De acuerdo a presione soltar Compartido con Tecnología Radar Pro A principios de esta semana, los investigadores de Tenable descubrieron lo que se conoce como una vulnerabilidad de “confusión de dependencia”, a la que denominaron CloudImposer.
Dijeron que la falla podría haber permitido a los actores de amenazas ejecutar código en “millones de servidores de GCP y sus sistemas cliente”. Se dice que App Engine, Cloud Function y Cloud Composer son los más afectados por esta vulnerabilidad.
El radio de la explosión es “enorme”.
La falla se encontró en el proceso de instalación de la dependencia Composer de GCP, que permitía a los atacantes cargar un paquete malicioso en PyPI, que luego se preinstalaría en todas las instancias de Composer, con permisos elevados.

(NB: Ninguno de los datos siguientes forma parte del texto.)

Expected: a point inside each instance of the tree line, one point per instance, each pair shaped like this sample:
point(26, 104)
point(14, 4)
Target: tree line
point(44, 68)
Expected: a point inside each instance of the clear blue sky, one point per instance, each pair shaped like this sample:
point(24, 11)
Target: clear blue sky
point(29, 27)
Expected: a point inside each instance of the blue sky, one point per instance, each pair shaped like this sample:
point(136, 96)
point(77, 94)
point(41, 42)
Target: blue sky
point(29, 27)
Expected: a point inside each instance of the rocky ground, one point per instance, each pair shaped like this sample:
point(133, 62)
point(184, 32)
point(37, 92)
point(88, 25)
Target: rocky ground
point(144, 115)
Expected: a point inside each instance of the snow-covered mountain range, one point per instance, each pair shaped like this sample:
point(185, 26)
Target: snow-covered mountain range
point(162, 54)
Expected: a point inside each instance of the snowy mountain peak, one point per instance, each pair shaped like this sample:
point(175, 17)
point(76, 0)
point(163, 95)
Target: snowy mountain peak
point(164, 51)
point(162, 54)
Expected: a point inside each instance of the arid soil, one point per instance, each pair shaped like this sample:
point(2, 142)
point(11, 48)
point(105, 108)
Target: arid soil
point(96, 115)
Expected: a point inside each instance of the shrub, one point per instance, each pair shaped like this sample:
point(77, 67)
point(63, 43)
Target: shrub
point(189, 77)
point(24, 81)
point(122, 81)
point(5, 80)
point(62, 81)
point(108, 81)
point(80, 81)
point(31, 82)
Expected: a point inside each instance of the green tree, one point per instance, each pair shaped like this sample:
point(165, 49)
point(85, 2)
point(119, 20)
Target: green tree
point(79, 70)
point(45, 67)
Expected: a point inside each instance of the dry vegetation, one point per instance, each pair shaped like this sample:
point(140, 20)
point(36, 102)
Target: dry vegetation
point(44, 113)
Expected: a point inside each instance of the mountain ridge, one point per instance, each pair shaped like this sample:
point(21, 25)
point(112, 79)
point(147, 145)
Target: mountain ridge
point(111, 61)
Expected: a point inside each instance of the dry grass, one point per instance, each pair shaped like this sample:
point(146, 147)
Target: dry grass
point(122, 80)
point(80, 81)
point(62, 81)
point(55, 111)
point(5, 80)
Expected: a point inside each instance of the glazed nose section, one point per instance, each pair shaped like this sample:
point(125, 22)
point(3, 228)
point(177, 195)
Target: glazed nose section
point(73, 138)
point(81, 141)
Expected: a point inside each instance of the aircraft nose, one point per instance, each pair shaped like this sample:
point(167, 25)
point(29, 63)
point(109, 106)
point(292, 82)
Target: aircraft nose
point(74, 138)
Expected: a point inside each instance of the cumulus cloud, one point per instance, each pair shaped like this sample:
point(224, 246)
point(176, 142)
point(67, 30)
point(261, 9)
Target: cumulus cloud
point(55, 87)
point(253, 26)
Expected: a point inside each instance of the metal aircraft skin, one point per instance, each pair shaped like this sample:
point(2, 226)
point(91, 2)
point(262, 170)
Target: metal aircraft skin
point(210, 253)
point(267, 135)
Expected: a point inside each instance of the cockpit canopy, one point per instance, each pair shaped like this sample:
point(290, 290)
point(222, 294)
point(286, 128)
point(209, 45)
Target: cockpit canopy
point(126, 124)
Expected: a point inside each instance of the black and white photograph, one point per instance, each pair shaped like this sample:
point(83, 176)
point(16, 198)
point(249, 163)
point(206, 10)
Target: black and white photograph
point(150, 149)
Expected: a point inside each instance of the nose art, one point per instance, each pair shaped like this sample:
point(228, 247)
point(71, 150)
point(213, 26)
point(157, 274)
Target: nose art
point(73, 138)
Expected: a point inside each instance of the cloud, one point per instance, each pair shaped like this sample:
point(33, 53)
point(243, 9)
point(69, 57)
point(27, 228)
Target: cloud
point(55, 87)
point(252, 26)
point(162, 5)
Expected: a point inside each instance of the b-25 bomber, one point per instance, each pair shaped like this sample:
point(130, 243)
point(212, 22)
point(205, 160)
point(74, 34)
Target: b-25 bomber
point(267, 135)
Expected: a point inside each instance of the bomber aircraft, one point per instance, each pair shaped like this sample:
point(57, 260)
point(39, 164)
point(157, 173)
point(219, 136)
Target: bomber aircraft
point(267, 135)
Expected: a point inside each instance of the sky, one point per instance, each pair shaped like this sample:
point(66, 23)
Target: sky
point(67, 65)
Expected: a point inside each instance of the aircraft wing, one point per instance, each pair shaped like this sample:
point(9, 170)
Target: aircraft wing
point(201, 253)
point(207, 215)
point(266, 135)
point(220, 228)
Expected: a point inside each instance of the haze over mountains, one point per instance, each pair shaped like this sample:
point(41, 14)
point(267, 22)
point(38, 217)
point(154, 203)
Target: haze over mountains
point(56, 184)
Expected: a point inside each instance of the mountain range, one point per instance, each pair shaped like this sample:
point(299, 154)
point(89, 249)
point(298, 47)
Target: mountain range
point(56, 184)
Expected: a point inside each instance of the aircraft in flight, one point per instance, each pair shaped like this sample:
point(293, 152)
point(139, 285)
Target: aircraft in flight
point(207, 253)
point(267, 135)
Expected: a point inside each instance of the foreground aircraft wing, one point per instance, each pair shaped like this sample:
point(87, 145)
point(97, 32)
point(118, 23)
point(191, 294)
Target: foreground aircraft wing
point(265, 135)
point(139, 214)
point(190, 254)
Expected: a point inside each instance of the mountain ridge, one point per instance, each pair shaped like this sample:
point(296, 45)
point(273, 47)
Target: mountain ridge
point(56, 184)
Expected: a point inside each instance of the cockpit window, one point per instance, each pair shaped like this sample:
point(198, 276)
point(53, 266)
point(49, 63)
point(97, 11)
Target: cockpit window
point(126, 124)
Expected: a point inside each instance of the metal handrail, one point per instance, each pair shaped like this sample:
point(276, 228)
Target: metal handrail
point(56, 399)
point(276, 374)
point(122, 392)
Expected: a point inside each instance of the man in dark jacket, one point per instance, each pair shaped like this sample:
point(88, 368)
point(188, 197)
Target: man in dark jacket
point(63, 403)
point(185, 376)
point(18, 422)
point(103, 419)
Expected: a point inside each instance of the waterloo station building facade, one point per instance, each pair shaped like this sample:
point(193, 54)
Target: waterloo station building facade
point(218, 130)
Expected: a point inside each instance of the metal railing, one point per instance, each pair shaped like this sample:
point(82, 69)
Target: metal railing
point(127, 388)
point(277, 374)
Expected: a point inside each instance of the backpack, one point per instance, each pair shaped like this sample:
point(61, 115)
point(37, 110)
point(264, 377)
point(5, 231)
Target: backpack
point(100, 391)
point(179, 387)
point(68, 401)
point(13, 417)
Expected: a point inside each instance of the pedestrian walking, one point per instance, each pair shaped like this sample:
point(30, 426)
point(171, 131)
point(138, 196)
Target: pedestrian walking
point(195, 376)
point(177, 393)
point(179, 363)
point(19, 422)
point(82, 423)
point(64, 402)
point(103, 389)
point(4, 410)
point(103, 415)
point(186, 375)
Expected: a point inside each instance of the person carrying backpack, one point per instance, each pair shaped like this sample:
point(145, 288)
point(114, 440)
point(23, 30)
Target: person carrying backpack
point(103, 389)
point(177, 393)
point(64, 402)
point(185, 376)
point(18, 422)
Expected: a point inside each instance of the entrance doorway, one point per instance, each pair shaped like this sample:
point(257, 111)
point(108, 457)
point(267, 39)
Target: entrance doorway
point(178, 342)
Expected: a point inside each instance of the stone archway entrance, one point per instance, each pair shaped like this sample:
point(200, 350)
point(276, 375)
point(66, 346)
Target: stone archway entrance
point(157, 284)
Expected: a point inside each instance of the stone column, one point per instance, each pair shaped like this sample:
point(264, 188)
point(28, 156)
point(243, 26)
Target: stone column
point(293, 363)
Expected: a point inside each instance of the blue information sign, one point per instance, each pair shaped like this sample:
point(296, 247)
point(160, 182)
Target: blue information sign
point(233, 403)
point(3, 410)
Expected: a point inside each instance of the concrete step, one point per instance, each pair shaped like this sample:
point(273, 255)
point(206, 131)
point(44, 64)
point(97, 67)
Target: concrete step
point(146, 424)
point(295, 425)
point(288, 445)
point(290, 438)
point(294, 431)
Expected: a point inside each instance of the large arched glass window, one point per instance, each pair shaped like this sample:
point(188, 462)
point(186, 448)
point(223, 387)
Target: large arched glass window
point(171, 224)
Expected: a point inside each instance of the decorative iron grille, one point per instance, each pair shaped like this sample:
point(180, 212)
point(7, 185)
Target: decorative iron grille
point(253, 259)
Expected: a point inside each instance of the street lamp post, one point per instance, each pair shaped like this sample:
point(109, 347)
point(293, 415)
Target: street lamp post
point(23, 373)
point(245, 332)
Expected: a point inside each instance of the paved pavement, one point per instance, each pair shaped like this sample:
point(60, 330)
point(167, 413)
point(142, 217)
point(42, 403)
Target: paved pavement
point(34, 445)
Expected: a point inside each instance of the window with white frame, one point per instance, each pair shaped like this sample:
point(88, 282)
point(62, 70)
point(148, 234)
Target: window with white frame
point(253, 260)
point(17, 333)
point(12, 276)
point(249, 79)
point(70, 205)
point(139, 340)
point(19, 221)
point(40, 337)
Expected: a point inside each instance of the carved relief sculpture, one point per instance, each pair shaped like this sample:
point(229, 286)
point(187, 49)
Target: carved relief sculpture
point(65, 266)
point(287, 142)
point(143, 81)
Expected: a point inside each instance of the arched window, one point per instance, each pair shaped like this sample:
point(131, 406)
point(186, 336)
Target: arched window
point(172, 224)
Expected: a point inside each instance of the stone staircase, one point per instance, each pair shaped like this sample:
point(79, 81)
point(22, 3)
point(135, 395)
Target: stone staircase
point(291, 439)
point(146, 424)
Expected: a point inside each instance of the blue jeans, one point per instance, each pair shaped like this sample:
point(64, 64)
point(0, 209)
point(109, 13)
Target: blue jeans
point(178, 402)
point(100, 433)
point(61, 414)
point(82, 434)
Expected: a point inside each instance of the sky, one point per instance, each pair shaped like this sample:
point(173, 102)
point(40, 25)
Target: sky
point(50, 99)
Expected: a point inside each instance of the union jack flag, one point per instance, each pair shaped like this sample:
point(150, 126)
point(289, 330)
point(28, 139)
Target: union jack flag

Como resultado, los actores maliciosos pueden ejecutar código de forma remota, filtrar credenciales de cuentas de servicio y moverse horizontalmente a otros servicios de GCP.
Tenable dijo que sus investigadores descubrieron la falla mientras realizaban un análisis en profundidad de documentos tanto de GCP como de Python Software Foundation. La vulnerabilidad podría haber provocado ataques a la cadena de suministro. nubes Lo cual, dijeron, podría ser “significativamente más dañino” que en los entornos locales. Debido a que un solo paquete malicioso puede propagarse rápidamente a través de múltiples redes, millones de personas podrían estar en riesgo.
“El alcance de la explosión causada por CloudImposer es enorme”, comentó Liv Matan, ingeniera principal de investigación de Tenable. “Al descubrir y revelar esta vulnerabilidad, cerramos una puerta clave que podría haber sido explotada por atacantes a escala”.
Tenable también aprovechó para criticar a Google por su “asombrosa falta de concienciación y de medidas preventivas” contra lo que describió como “una técnica de ataque que se conoce desde hace años”.